Sport Science
Nutritional Information
Below is a brief resume of nutritional information to ensure you’re fit for football. Please check the members area to access the Bury FC Nutritional Pack which is very thorough.
Typical training day
Based on 6pm training start time
- When you finish school, consume a light pasta meal and approx 1-2 pints of water.
- 10 mins before training, consume approx 1 pint of lightly mixed isotonic drink.
- During training, consume approx 1 pint of lightly mixed isotonic drink.
- Within 30 minutes of training finishing, consume 1 pint of water and a sandwich or cereals (NOT TAKEAWAY!!!)
- 1 hour before bed, consume a pint of water.
Match Day (assuming 11.00am kick off)
- Very important to carbo load the night before at about 6pm.
- Your intake should be 2-3 plates of pasta followed by some ice cream and fruit.
- Getting an early night (10pm) is very important.
- It is very important to eat at least 3 hours before you play, therefore you should get up at about 7am!
- Breakfast: Consume 2 bowls of cereals, 2 bananas and some slices of toast. You should consume at least 1-2 pints of water.
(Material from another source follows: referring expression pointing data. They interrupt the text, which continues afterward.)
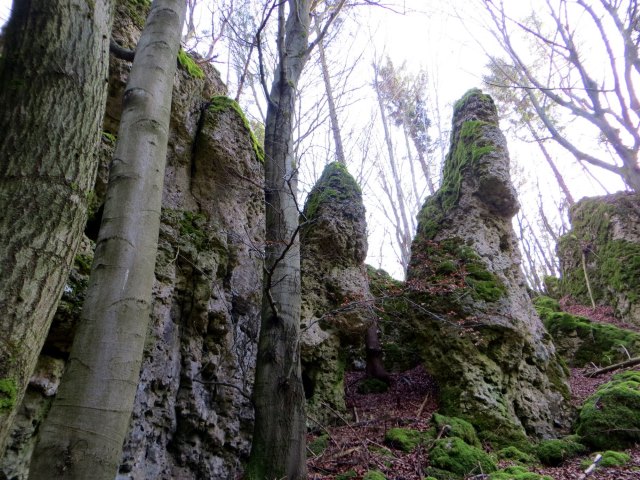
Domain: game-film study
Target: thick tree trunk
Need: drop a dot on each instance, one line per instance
(52, 96)
(278, 448)
(83, 435)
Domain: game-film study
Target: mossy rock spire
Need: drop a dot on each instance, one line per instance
(333, 242)
(481, 337)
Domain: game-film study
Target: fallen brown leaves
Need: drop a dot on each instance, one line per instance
(358, 443)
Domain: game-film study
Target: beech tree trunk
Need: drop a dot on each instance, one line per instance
(53, 76)
(83, 434)
(278, 448)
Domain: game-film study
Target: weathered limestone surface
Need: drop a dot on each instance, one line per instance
(480, 335)
(193, 417)
(335, 288)
(606, 231)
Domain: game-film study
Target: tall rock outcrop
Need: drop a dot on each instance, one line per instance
(481, 337)
(605, 234)
(335, 290)
(193, 416)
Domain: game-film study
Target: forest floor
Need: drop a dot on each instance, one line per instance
(358, 444)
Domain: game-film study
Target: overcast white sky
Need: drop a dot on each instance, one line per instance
(427, 34)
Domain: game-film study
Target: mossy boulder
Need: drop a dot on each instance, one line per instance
(476, 327)
(319, 444)
(604, 231)
(399, 343)
(554, 452)
(335, 289)
(456, 456)
(610, 418)
(406, 439)
(610, 459)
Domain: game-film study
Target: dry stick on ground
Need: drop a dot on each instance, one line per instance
(627, 363)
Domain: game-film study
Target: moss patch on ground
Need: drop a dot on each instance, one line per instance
(456, 456)
(188, 63)
(221, 103)
(610, 418)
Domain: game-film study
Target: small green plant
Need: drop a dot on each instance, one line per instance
(456, 456)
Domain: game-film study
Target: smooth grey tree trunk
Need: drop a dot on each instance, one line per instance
(53, 75)
(278, 448)
(83, 435)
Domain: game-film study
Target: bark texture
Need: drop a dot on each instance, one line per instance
(83, 435)
(55, 54)
(278, 448)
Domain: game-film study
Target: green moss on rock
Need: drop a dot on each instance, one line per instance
(372, 385)
(319, 444)
(189, 64)
(554, 452)
(610, 418)
(221, 103)
(8, 394)
(335, 184)
(456, 456)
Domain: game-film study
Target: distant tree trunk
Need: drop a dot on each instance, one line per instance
(52, 97)
(333, 112)
(278, 448)
(83, 434)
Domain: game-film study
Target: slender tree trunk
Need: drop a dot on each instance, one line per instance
(333, 112)
(278, 448)
(52, 96)
(83, 435)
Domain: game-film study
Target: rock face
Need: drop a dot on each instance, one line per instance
(606, 232)
(193, 417)
(480, 335)
(335, 289)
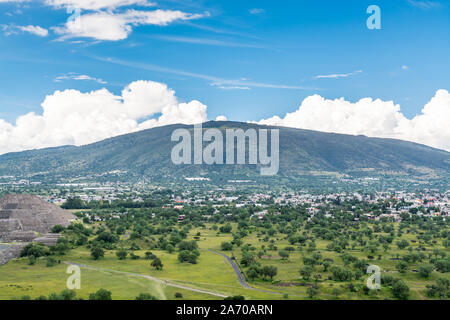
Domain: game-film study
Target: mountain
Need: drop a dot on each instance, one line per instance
(146, 156)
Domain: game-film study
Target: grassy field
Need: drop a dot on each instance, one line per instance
(211, 273)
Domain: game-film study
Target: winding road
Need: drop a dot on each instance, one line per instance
(242, 279)
(165, 282)
(169, 283)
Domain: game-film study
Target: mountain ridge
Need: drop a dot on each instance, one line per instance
(146, 153)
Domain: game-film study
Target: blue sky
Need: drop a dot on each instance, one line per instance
(247, 60)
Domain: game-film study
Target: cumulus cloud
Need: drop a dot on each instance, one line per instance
(96, 4)
(34, 30)
(256, 11)
(106, 25)
(221, 118)
(338, 75)
(13, 29)
(72, 117)
(374, 118)
(79, 77)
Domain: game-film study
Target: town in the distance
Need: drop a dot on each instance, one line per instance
(196, 240)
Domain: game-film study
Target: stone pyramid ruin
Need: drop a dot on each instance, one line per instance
(25, 218)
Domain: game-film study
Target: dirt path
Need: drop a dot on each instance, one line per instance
(165, 282)
(241, 277)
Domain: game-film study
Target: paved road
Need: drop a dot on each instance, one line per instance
(235, 268)
(242, 279)
(165, 282)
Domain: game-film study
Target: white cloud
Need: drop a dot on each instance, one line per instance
(425, 4)
(74, 117)
(102, 25)
(256, 11)
(34, 30)
(338, 75)
(221, 118)
(13, 29)
(96, 4)
(81, 77)
(374, 118)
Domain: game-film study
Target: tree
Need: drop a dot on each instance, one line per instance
(226, 246)
(400, 290)
(97, 253)
(402, 266)
(441, 289)
(101, 294)
(425, 270)
(35, 249)
(122, 254)
(226, 228)
(312, 292)
(402, 244)
(157, 264)
(269, 271)
(306, 272)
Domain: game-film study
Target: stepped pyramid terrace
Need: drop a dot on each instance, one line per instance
(27, 218)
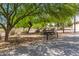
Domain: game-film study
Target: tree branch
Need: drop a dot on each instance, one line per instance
(3, 26)
(23, 16)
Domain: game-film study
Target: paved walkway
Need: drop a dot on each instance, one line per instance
(67, 46)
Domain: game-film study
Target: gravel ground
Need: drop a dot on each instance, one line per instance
(67, 46)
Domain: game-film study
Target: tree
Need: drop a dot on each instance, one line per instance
(13, 13)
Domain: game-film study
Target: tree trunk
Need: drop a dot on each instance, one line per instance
(29, 29)
(74, 24)
(63, 28)
(6, 35)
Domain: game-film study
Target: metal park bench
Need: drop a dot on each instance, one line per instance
(50, 33)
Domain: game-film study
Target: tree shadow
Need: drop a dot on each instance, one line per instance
(50, 48)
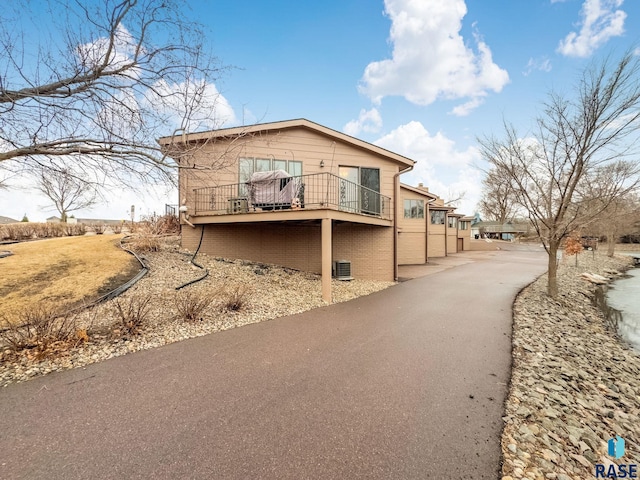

- 1 hour before kick off eat a banana and have 1 pint of lightly mixed isotonic drink.
- 10 mins before the game, drink a pint of water mixed with 1 teaspoon of sugar.
- Half Time: Consume 1 pint of lightly mixed isotonic drink.
- Full Time: Within 1 hour, consume 1 litre of water and a sandwich.
- 3 hours after the game, a meal should be consumed, largely made up of protein (fish/chicken/etc) to enable repair of muscle tissue.